To answer this question, we analyze the detail of each dataset. The results in Table 3 show CLIP + Domain label outperforms CLIP on VLCS, PACS, and OfficeHome. It means the prompt ’A cartoon of a horse’ should be better than ’horse’ for CLIP and domain information might help models in DG. But in TerraIncognita, CLIP + Domain label does not work well. We assume the reason is that the domain labels of TerraIncognita, such as ’A location 100 of a dog.’, are clearly meaningless for classification. This implies that how to design the prompt is a critical problem in DG, because the target domain label is unknown.

On the other hand in Table 3, we observe that CLIP + AP unexpectedly performs well in all datasets including TerraIncognita. To explain it, we take a closer look to the detailed results of each dataset as shown in Table 3 and refocus on the samples in datasets. We randomly selected examples from two classes for each domain in Figure 4. Intuitively, the samples in PACS, and OfficeHome are easier for humans to distinguish than that in VLCS and TerraIncognita. We highlight the accuracy of the most enhanced by AP and show the samples in Figure 5. Both the quantitative and qualitative results from Table 3 and Figure 5, we demonstrate that AP improves more performances of CLIP when addressing a harder domain. We verified the efficiency of APby these observation.

5 Conclusion

We propose a novel approach for domain generalization called Amortized Prompt (AP). By amortizing the unknown target domain prompt conditional on input images, CLIP+AP brings substantial improvements over standard ERM fine-tuning baselines and naive CLIP baseline without adaptation. We hope our work can expand and inspire the roles of foundation models in domain generalization, arguably the hardest mode of transfer learning.

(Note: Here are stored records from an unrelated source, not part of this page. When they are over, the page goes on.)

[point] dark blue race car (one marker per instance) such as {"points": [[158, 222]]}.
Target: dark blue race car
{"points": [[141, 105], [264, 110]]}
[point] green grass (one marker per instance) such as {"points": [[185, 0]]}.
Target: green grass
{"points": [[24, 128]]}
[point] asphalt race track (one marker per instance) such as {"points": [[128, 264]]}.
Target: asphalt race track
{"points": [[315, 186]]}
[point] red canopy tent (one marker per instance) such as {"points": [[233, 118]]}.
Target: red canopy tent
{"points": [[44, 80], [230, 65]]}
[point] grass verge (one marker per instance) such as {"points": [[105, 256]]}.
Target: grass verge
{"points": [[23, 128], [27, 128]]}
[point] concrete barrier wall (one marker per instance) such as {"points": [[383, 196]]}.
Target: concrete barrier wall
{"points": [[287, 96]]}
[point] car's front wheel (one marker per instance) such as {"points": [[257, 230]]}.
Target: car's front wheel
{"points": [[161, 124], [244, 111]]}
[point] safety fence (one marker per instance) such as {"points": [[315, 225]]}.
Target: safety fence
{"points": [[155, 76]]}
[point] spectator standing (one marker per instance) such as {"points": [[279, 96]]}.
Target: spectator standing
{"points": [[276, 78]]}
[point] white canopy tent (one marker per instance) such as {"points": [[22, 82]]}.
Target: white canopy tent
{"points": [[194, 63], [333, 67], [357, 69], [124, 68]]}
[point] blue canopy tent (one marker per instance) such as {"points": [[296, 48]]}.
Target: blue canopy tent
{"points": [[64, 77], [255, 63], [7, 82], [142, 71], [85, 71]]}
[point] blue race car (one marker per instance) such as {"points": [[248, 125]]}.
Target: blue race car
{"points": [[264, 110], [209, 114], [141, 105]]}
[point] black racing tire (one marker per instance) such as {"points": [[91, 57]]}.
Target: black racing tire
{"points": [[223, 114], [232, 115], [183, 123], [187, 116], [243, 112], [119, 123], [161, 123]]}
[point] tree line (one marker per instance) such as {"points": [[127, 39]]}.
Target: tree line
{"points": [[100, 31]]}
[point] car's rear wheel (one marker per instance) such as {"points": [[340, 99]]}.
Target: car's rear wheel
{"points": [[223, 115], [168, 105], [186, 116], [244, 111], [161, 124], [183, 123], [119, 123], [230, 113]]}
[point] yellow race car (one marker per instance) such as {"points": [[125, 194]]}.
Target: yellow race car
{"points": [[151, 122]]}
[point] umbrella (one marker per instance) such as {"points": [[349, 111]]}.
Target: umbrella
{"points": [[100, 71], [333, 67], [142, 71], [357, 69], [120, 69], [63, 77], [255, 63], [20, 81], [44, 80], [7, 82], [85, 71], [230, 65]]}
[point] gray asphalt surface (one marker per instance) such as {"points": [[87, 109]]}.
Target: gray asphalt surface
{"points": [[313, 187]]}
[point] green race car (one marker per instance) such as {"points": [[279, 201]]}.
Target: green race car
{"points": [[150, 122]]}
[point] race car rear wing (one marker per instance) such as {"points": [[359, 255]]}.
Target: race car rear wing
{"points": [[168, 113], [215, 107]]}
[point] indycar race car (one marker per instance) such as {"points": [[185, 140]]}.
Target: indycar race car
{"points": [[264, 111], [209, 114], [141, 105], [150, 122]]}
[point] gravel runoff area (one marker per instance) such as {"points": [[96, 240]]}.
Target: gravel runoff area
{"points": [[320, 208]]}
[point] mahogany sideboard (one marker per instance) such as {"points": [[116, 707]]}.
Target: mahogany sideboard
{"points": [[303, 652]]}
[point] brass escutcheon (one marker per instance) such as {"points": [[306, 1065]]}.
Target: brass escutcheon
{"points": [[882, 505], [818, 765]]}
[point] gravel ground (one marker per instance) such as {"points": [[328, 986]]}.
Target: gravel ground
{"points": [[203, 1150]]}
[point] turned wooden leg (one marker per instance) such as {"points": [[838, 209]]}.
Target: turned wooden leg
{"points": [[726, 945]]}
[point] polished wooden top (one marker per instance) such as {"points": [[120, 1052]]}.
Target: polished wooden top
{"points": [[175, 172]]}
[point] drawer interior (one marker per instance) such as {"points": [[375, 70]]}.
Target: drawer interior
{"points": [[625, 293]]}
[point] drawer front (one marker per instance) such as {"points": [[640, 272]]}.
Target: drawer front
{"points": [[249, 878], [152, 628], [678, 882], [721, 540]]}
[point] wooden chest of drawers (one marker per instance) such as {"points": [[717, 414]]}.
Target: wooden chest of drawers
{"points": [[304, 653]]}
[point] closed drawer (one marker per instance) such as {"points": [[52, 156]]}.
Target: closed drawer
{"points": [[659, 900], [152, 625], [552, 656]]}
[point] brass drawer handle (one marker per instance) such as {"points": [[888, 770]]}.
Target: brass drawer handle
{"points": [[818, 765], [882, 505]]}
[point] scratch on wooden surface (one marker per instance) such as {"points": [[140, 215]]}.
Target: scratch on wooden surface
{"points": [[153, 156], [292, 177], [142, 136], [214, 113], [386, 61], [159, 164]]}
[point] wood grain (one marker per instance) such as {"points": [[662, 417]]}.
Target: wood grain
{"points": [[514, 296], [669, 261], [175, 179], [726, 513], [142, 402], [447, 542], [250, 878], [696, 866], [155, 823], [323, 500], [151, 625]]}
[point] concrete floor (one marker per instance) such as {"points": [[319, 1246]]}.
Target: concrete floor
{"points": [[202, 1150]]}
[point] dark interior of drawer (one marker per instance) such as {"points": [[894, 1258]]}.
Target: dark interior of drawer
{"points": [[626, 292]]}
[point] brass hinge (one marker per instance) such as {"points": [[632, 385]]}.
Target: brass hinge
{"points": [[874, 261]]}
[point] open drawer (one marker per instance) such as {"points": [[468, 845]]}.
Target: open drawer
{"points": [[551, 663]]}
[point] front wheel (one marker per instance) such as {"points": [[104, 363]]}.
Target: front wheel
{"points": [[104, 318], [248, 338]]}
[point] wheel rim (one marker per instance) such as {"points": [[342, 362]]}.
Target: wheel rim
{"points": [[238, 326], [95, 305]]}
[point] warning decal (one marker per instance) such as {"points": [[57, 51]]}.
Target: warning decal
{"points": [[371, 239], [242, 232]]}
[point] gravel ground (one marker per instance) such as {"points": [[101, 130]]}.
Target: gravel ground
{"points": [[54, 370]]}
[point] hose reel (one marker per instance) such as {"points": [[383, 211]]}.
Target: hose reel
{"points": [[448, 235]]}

5.1 Limitation and Future Work

In the technical perspective, due to generating a prompt from the input image, our AP cannot captures the domain shift outside of the images, such as label shift included in TerraIncognita. We consider that one promising direction in Domain Generalization is to address the various kinds of domain shift problems[2] since they exist in the actual-world applications.

From the social impact perspective, we should note that many images and text descriptions of web data are directly used to train CLIP. Though CLIP benefits from low-cost data that without manually labeling, it inevitably leads to a lot of bias and privacy being included in CLIP and other foundation models[7]. This requires us to spend more time paying attention to the opportunities and risks of Foundation Models. Primarily, we want to work on interpretability[17] which is essential in both Domain Generalization and utilizing Foundation Models.